I’ll leave you with a working example of an L2VPN between a breakout switch behind nlams0.ipng.ch in Amsterdam and a remote VPP router in Zurich called ddln0.ipng.ch. Take the following S5860-20SQ switch, which connects to the VPP router on Te0/1 and a customer on Te0/2:

fsw0(config)#vlan 3438
fsw0(config-vlan)#name v-vll-customer
fsw0(config-vlan)#exit
fsw0(config)#interface TenGigabitEthernet 0/1
fsw0(config-if-TenGigabitEthernet 0/1)#description Core: nlams0.ipng.ch Te6/0/0
fsw0(config-if-TenGigabitEthernet 0/1)#mtu 9216
fsw0(config-if-TenGigabitEthernet 0/1)#switchport mode trunk
fsw0(config-if-TenGigabitEthernet 0/1)#switchport trunk allowed vlan add 3438

fsw0(config)#interface TenGigabitEthernet 0/2
fsw0(config-if-TenGigabitEthernet 0/2)#description Cust: Customer VLL Port NIKHEF
fsw0(config-if-TenGigabitEthernet 0/2)#mtu 1522
fsw0(config-if-TenGigabitEthernet 0/2)#switchport mode dot1q-tunnel
fsw0(config-if-TenGigabitEthernet 0/2)#switchport dot1q-tunnel native vlan 3438
fsw0(config-if-TenGigabitEthernet 0/2)#switchport dot1q-tunnel allowed vlan add untagged 3438
fsw0(config-if-TenGigabitEthernet 0/2)#switchport dot1q-tunnel allowed vlan add tagged 1000-2000

I configure the first port here to be a VLAN trunk port to the router, and add VLAN 3438 to it. Then, I configure the second port to be a customer dot1q-tunnel port, which accepts untagged frames and puts them in VLAN 3438, and additionally accepts tagged frames in VLAN 1000-2000 and prepends the customer VLAN 3438 to them - so these will become QinQ double tagged 3438.1000-2000.

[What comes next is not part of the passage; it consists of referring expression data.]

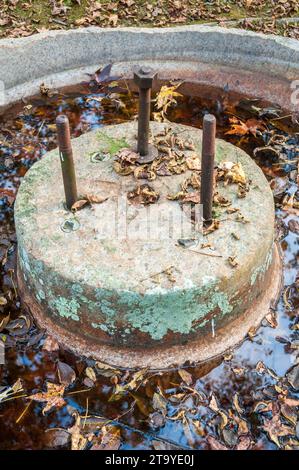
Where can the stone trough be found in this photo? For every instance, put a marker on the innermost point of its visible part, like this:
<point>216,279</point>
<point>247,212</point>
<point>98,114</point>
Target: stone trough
<point>145,301</point>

The corresponding snippet of the VPP router configuration as such:

comment { Customer VLL to DDLN }
lcp lcp-auto-sub-int off
create sub TenGigabitEthernet6/0/0 3438 dot1q 3438
set interface mtu packet 1518 TenGigabitEthernet6/0/0.3438
set interface state TenGigabitEthernet6/0/0.3438 up
set interface l2 tag-rewrite TenGigabitEthernet6/0/0.3438 pop 1

create vxlan tunnel instance 12 src 194.1.163.32 dst 194.1.163.5 vni 320501 decap-next l2
set interface state vxlan_tunnel12 up
set interface mtu packet 1518 vxlan_tunnel12
set interface l2 xconnect TenGigabitEthernet6/0/0.3438 vxlan_tunnel12
set interface l2 xconnect vxlan_tunnel12 TenGigabitEthernet6/0/0.3438
lcp lcp-auto-sub-int on

The customer facing interfaces have an MTU of 1518 bytes, which is enough for the 1500 bytes of the IP packet, including 14 bytes of L2 overhead (src-mac, dst-mac, ethertype), and one optional VLAN tag. In other words, this VLL is dot1q capable, because the VPP sub-interface Te6/0/0.3438 did not specify exact-match, so it’ll accept any additional VLAN tags. Of course this does require the path from nlams0.ipng.ch to ddln0.ipng.ch to be (baby)jumbo enabled, which they are as AS8298 is fully 9000 byte capable.